The Six Transformational Pillars
- Integrated Theatre Commands & Jointness – Full operationalisation by 2027
- Next-Generation Weapons – Hypersonics, directed energy, autonomous systems
- Artificial Intelligence & Cognitive Warfare – AI-driven decision superiority
- Nuclear Propulsion & Strategic Systems – SSNs, SSBNs, hypersonic glide vehicles
- Space & Cyber Dominance – Offensive counter-space and quantum-secure networks
- Indigenous Defence Industrial Base – 80% self-reliance by 2035
Budget Breakdown (2025–2040)
| Domain | Allocation ($ Bn) | Key Projects |
|---|---|---|
| Hypersonics & Strategic Weapons | 92 | BrahMos-II, ET-LDHCM, Agni-VI, K-6 SLBM |
| AI, Quantum & Cyber | 78 | Project Sanjay 2.0, Quantum Key Distribution backbone |
| Nuclear Propulsion | 65 | 6 SSNs, 4 next-gen SSBNs, nuclear-powered carrier |
| Space & Counter-Space | 48 | GSAT-7C/D, ASAT Mk2, Space Corps |
| Autonomous Systems | 55 | 500+ combat UCAVs, swarm motherships |
| Directed Energy & EBO | 37 | Project Kusha, 1 MW naval laser by 2035 |
| Infrastructure & Training | 40 | National Defence University, 15 new ALGs |
Game-Changing Programmes
- Nuclear Propulsion Revolution: 6 × 190 MW SSNs by 2038; 45,000-tonne nuclear aircraft carrier (Project Vishwakarma) by 2040
- Hypersonic Triad: BrahMos-II (2027), ET-LDHCM (2030), air-launched HSTDV derivative (2032)
- AI-Driven Warfare: Integrated Battle Management System (IBMS) linking all sensors to shooters in <90 seconds by 2030
- Quantum Leap: 2,000-km quantum-secure communication network by 2032; quantum radar prototype 2035
- Space Corps: Independent service by 2030 with offensive counter-space capabilities
Lessons from Operation Sindoor
The roadmap explicitly cites three critical gaps exposed in May 2025:
- Insufficient real-time cognitive warfare defence against deepfakes
- Delayed hypersonic counter-measures
- Limited multi-domain integration during the 96-hour air campaign
Every major project now carries a “Sindoor Clause” — mandatory testing in simulated two-front scenarios.
“By 2047, India will not just be the world’s third-largest economy — it will possess the world’s third-most powerful military, fully integrated, fully indigenous, and fully future-ready.” — Prime Minister Narendra Modi, September 15, 2025
Industrial & Export Ambitions
80% of the $415 billion will flow to Indian companies.
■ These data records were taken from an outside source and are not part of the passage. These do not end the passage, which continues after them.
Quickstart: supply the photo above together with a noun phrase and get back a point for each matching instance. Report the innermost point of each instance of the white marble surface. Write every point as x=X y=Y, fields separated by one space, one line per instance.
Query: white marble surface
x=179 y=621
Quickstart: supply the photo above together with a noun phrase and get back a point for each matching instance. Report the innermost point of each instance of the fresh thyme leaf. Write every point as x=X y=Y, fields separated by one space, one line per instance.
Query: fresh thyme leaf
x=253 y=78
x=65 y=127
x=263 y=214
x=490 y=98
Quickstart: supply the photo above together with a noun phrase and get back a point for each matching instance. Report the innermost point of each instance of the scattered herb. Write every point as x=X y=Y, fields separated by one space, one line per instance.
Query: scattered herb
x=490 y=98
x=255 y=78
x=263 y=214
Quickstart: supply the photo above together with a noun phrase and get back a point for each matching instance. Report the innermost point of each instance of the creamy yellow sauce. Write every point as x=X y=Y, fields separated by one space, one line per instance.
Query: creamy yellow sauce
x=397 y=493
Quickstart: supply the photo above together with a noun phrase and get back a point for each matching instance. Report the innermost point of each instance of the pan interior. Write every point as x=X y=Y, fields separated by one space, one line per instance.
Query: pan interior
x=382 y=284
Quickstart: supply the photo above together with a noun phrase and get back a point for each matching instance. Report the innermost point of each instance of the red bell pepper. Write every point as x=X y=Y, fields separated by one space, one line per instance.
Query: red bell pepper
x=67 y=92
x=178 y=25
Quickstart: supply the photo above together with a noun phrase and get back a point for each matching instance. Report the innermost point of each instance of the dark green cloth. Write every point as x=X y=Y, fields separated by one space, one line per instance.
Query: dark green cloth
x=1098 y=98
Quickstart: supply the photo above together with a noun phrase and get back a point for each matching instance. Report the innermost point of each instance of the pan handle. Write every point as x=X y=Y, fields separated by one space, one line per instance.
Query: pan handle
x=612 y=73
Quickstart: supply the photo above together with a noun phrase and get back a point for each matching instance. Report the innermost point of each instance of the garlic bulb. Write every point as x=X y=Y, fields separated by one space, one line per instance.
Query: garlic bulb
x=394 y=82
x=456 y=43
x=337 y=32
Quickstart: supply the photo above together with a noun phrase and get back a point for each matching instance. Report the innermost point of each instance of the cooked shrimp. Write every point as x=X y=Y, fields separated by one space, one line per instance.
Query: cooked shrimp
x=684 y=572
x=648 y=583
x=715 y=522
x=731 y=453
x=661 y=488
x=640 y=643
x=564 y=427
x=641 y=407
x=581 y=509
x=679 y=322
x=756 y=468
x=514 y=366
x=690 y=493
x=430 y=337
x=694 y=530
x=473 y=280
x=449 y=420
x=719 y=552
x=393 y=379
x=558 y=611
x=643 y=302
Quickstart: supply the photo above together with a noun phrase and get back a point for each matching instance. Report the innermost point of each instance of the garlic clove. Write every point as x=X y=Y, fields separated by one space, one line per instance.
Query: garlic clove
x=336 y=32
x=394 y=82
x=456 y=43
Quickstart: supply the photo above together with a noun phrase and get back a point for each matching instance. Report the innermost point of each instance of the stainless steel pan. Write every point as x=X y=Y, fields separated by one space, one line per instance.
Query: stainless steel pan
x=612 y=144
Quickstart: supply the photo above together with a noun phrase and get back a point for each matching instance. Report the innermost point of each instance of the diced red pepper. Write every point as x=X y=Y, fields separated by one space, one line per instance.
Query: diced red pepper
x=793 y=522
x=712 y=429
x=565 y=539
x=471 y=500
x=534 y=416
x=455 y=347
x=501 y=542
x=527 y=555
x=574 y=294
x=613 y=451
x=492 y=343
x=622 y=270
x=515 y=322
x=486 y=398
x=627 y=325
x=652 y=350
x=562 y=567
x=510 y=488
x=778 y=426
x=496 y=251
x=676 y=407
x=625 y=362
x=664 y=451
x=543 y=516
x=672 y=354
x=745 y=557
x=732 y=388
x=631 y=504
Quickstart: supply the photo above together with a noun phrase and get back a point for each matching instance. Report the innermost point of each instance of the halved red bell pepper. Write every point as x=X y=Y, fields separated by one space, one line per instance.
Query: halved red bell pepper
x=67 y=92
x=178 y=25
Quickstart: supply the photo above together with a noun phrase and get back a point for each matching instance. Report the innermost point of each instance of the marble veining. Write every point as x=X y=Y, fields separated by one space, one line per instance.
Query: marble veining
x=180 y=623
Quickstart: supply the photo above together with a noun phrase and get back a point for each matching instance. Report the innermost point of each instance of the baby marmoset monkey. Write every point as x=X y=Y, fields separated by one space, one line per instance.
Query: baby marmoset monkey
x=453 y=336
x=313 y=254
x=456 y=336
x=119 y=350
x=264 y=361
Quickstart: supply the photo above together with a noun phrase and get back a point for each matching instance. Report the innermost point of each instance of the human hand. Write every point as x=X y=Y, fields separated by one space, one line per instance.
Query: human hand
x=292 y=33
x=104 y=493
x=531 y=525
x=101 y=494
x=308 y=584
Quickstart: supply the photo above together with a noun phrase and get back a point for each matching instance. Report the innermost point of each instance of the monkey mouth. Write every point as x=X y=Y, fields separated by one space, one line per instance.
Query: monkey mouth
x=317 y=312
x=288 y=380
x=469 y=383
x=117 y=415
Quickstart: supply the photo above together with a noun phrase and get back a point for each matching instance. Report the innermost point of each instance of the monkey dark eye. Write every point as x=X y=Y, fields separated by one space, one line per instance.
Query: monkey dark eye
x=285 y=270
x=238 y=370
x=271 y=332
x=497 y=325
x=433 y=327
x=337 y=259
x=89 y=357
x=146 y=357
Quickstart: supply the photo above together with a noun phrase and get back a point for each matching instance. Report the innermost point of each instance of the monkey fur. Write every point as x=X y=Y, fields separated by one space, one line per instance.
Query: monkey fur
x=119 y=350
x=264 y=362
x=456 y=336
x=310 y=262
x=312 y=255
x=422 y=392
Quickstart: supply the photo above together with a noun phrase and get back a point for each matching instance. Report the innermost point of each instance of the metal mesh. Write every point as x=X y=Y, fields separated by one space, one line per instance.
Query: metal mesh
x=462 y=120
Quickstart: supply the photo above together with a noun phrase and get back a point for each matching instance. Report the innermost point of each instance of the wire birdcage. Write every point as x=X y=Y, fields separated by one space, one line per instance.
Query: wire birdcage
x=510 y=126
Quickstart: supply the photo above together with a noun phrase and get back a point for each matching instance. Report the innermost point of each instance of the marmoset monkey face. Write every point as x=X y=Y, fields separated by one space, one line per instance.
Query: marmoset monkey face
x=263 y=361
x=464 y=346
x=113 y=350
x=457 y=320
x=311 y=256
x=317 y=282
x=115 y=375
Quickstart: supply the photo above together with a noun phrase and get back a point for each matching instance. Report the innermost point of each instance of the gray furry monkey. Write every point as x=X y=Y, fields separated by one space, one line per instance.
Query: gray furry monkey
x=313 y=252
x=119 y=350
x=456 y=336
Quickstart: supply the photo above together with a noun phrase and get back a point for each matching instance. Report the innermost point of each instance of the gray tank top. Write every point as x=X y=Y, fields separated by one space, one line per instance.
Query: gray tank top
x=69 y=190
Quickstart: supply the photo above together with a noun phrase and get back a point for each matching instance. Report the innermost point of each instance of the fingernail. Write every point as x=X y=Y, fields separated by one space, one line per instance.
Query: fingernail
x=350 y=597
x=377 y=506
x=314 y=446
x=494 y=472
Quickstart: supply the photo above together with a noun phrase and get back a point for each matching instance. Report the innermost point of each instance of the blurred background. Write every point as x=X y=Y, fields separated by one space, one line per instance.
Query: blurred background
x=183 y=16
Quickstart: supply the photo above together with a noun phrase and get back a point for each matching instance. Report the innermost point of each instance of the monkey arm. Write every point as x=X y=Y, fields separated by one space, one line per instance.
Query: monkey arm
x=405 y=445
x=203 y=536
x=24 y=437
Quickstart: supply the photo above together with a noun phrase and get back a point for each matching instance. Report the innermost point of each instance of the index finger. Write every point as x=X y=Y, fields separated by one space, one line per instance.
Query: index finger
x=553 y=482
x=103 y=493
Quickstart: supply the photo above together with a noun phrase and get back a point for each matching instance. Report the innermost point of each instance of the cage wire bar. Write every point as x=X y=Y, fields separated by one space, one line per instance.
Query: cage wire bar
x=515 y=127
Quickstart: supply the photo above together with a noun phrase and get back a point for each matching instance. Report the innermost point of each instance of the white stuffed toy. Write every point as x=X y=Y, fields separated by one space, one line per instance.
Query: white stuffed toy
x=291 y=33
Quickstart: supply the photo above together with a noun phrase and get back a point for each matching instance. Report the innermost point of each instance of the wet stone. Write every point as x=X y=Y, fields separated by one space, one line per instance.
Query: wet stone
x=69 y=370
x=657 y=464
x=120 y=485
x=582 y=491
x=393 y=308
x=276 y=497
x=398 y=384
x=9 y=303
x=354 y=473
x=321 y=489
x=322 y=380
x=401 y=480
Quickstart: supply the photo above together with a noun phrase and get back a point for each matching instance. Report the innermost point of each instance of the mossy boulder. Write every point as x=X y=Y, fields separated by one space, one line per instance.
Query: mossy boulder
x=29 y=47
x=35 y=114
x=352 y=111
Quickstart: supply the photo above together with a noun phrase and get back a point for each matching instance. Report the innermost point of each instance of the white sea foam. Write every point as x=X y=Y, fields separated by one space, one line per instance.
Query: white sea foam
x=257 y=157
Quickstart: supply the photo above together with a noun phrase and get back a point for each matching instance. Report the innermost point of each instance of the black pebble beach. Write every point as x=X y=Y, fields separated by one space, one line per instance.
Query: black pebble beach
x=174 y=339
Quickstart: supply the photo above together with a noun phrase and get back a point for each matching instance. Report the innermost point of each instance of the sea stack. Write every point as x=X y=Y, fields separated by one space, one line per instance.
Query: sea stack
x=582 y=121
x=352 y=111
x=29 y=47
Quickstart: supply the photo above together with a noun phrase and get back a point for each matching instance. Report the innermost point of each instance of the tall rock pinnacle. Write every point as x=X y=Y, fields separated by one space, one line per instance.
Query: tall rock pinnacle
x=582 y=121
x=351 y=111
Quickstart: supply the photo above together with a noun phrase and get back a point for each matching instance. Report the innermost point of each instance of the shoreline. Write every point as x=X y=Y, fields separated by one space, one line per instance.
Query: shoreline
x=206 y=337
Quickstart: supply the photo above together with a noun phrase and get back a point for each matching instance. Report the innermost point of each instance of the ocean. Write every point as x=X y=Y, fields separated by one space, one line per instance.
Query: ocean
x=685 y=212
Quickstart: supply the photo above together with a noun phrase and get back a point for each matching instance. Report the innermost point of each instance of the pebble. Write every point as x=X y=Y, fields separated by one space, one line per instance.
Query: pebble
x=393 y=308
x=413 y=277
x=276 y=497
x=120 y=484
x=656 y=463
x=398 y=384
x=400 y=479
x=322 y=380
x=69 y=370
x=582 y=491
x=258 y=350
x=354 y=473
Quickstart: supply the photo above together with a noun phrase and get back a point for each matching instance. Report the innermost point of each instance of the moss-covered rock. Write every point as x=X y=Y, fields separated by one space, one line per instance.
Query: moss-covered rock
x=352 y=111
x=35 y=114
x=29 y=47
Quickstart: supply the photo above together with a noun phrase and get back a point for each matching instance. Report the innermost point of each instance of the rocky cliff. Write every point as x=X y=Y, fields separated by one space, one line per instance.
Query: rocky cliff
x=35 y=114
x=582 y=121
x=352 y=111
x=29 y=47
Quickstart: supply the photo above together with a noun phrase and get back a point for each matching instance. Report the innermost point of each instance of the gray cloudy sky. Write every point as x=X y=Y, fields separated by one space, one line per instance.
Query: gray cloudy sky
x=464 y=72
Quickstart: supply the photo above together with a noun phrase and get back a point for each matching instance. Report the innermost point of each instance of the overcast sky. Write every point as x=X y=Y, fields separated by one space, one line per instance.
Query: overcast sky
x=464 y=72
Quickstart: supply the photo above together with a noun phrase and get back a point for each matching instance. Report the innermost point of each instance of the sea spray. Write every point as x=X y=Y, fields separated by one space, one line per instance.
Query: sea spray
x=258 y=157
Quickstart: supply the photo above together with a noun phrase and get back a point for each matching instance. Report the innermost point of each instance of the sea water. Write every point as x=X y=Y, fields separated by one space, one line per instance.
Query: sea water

Defence exports are targeted to cross $25 billion annually by 2040 (from $2.8 billion in 2025). A new Defence Production & Export Promotion Agency (DPEPA) will be established in 2026 to coordinate the ecosystem.
Global Comparisons
When fully implemented, India’s 2040 force will rival:
- US in carrier and submarine numbers
- China in hypersonic and directed-energy weapons
- Russia in integrated air defence density
The ICDP is not just a shopping list — it is India’s declaration that the 21st century will be shaped by Indian technology, Indian strategy, and Indian power.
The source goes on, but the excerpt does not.